The College of Paramedics and ambulance directors say the hold-ups mean trainees are missing vital on-the-job experience, leading to fears over the safety of patients.
As a result, the 2,500 to 3,000 paramedics who qualify each September, joining a workforce of more than 30,000 across the UK, risk being sent out without the level of experience of graduates from previous years.
Will Boughton, of the College of Paramedics Trustee for Professional Standards, said handover delays had become a problem for trainees’ development and exposure to real-life experience, meaning training had become “unpredictable”.
If steps weren’t taken to increase training opportunities and address wider quality concerns in education, “it is very possible that patient safety may be at risk due to missed experience during practice education”, he warned.
“A student could complete a regular shift and see lots of patients, getting lots of things in their portfolio signed off, or they could be the unlucky ambulance that joins the back of a queue and is then at hospital X for however many hours waiting to release that patient, so and it varies from county to county and service to service,” he said.
All students must meet the required clinical standards in order to qualify and although some who have less clinical exposure might feel less confident, it is up to education providers to demonstrate students meet the threshold to pass.
“That’s what should happen. Whether that is happening is a different question entirely and the college are aware of variations in education standards and delivery across the United Kingdom,” Mr Broughton said.
The issue has also been raised by ambulance trusts.
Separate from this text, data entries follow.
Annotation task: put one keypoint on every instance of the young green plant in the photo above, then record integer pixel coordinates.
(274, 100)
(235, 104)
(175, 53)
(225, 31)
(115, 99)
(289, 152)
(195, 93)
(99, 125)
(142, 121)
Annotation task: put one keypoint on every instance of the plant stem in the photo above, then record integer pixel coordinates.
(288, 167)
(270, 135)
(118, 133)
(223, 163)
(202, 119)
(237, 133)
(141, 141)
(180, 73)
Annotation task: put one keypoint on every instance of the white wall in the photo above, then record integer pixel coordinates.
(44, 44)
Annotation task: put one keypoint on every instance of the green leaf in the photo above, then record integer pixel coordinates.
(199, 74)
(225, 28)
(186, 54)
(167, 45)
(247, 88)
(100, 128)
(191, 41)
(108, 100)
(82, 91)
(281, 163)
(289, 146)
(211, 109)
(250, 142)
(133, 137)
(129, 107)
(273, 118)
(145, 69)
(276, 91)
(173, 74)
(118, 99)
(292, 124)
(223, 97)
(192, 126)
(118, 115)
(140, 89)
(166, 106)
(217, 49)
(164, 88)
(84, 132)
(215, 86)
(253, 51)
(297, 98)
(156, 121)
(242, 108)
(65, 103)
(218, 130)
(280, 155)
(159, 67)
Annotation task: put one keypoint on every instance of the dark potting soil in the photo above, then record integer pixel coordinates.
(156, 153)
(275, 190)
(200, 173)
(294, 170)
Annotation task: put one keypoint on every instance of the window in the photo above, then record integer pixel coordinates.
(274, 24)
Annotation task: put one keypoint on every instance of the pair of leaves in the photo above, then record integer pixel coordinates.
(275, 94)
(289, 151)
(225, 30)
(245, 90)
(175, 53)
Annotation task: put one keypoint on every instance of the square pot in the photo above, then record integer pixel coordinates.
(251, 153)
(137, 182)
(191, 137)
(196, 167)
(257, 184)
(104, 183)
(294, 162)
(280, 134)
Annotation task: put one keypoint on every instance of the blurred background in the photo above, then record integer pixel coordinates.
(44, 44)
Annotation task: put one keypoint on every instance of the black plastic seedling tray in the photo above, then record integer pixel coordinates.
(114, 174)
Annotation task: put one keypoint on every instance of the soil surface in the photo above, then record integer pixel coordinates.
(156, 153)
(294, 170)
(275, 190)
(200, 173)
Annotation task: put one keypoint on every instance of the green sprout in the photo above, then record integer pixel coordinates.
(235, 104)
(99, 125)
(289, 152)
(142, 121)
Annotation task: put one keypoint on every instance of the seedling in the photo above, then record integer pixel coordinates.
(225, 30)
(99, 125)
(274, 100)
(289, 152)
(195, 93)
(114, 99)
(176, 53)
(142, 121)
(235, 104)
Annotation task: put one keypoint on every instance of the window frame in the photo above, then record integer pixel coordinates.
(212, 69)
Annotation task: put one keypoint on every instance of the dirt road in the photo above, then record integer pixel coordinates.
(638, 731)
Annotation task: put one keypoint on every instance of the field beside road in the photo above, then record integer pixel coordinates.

West Midlands Ambulance Service said April was the worst month on record for hospital handover delays and was leading to students not getting sufficient contact with patients.
The warnings come after the chief nurse of West Midlands Ambulance Service warned the crisis within ambulance services, driven by delays outside hospitals, meant the service could “collapse” by mid August.
Nathan Le Blancq, a student paramedic in the south east and advisor to the College of Paramedics’ Student Council, said he’d waited up to nine hours in an ambulance to handover a patient, at a hospital where 26 ambulances were lined up outside.
Such delays meant there were fewer opportunities to practise important clinical skills, gain further experience by seeing a range of patients, or learn how to “manage a scene”, Mx Le Blancq said.
“I’ve had shifts where I’ve spent the entirety of my 12-hour shift in the car park. Not necessarily with the same patient… not only is that horrendous for the patient, obviously most importantly, but it does affect our experience as students,” Mx Le Blancq said.
That means spending less time learning important clinical skills and learning how to manage the difficult patient situations they may face once qualified, they said.
Mx Le Blancq also raised concern about the welfare of student paramedics who would normally get a check-up following a traumatic incident to ensure they are okay.
He said: “If I pick up a patient who’s had a stroke, fairly debilitating stroke, I’ve had to take them to hospital without any relatives because that’s the hospital protocol… Then I sit with that patient for five hours and then I go home before that patient goes into the A&E and hand them over. There’s no welfare check [for me]. So I can sit there in an ambulance for five hours looking at someone continuing to have a stroke and that’s not followed up. No one does a welfare check on me unless I ask for it.”
“No one prepared me to have to sit down with a mental health patient for five hours and no one prepared me to sit down with someone having a stroke for five hours.”
A spokesperson for the Association of Ambulance Chief Executives acknowledged extended handover delays could impact the quality of paramedic student placements and that this was a further “unintended consequence of the current system pressures”.